Si l'on tient compte de nos connaissances, l'on peut seulement
dire ceci : la conscience ne se réduit pas à des causes physiques. Mais qu'est-ce que cela signifie exactement ? Difficile de le dire à ce stade. C'est la
thèse de David Chalmers, très proche du dualisme du Sâmkhya : il y a l'objet,
la matière, le monde. Et il y a la conscience-témoin, qui n'est pas un objet,
pas la matière, pas le monde. Cette modestie, cette retenue spéculative sont
importantes me semble-t-il sur le plan moral et politique. C'est pourquoi j'y
adhère. On ne peut pas ne pas avoir d'opinions du tout. Tâchons donc d'y
penser. Soyons honnêtes.
Toutefois,
je répète et je confirme, dans l'espoir de bien me faire comprendre, que, du
point de vue de la première personne, ici-nulle-part, tout apparaît et
disparaît dans la conscience. En ce sens, presque tout ce que dit la
philosophie de la Reconnaissance est, pour moi, vrai. Personne ne pense. Ce
"personne" est vivant, palpitant, lumineux, transparent. Bref,
regardez-y vous-mêmes.
L'on
pourrait se demander pourquoi je ne suis pas bouddhiste, dans l'une de ses
versions minimalistes, actualisées, postmodernes. Il est clair que, pour moi
comme pour d'autres, des traditions contemplatives bouddhistes comme le
dzogchen, la mahâmudrâ ou (dans une mesure moindre) le zen sont d'une grande
richesse et d'un grand secours : économes en conjectures, elles sont centrées,
vraiment centrées sur la description de l'expérience. Elles sont uniques et
précieuses en cela.
Mais
j'estime tout de même qu'il leur manque quelque chose, peut-être quelque chose
d'essentiel, une expérience vitale, ou une dimension de l'expérience mystique.
C'est le genre d'expérience que j'ai décrit ailleurs comme "expérience du cœur"
et que l'on peut décrire comme un "je suis je", un "je-je"

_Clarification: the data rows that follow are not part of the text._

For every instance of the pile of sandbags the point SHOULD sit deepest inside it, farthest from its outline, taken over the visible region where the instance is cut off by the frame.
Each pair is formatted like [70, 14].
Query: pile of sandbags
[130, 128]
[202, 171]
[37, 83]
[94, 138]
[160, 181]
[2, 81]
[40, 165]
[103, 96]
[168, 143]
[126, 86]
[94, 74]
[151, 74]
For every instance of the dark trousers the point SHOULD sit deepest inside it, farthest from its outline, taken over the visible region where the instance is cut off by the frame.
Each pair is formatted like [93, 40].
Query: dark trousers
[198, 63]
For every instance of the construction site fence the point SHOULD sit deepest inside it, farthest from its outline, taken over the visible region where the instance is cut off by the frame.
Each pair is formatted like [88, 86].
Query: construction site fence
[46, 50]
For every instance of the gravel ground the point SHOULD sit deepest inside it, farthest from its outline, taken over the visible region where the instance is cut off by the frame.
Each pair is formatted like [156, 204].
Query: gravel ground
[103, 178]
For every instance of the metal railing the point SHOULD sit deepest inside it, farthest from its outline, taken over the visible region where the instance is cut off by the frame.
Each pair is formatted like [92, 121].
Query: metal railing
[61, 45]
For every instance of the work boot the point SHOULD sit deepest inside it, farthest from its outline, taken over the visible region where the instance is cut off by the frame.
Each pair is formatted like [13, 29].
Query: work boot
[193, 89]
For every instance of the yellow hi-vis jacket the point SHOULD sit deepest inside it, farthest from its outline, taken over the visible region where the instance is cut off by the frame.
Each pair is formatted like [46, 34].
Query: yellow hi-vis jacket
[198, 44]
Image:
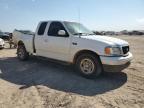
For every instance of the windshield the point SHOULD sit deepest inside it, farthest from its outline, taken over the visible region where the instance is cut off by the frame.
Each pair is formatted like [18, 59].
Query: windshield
[77, 29]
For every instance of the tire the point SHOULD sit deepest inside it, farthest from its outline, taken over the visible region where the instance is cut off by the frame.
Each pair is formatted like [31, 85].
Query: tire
[22, 54]
[88, 65]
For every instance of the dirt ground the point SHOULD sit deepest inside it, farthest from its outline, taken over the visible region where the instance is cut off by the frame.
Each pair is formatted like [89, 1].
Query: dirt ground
[39, 83]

pareil à une basse continue, souvent perçu comme une pulsation dans la
poitrine.
Bien
entendu, je sais que le bouddhisme parle d'expériences qui entrent dans ce
registre affectif : la compassion, la dévotion, et surtout la félicité-vacuité
qui est peut-être ce qui s'en rapproche le plus. Je note d'ailleurs, au
passage, que le caṇḍalīyoga consacré à l'éveil de cette expérience dans
notre chair parle d'un A - première lettre de l'alphabet sanskrit - qui s'unit
à un HA - la dernière lettre de ce même alphabet, pour former un AHAṂ,
"je" en sanskrit. "Je suis l'alpha et l'oméga". Ou "Je
suis est l'alpha et l'oméga". Peut-être est-ce un simple hasard, ou un
symbolisme involontaire. C'est même probable.
Quoi
qu'il en soit, malgré ces éléments, le bouddhisme ne met jamais le doigt sur
cette expérience, ou cette dimension de l'expérience, en sa forme chimiquement
pure. Le je suis est sans doute vécu ici et là, mais il n'est pas thématisé, pas pleinement reconnu comme tel. Ce qui s'explique aisément : le Soi ou l'identité du bouddhisme, c'est... le non-Soi. Difficile, dans ces conditions, d'explorer à fond l'expérience du je suis. Contrairement aux Upanishads ; au shivaïsme du Cachemire ; à Ramana M. ;
à toute une pléthore de mystiques chrétiens.
Vous
me direz, pourquoi accorder tant d'importance à cette expérience ? Alors même
que l'on a toutes les raisons de croire qu'elle n'est qu'un produit du cerveau
? Alors même qu'elle n'est sans doute qu'un super-ego, base de tous les petits
ego-s ? Alors même que les expériences du silence, de la lucidité transparente,
abyssale, sont d'une profondeur insondable ?
En
gros, pour les motifs énoncés par la philosophie de la Reconnaissance
(pratyabhijñā). Pas de conscience sans "je suis je". Sans ego, oui.
Sans Je, non.
Il
faudrait préciser, mais pour l'heure je laisse cela.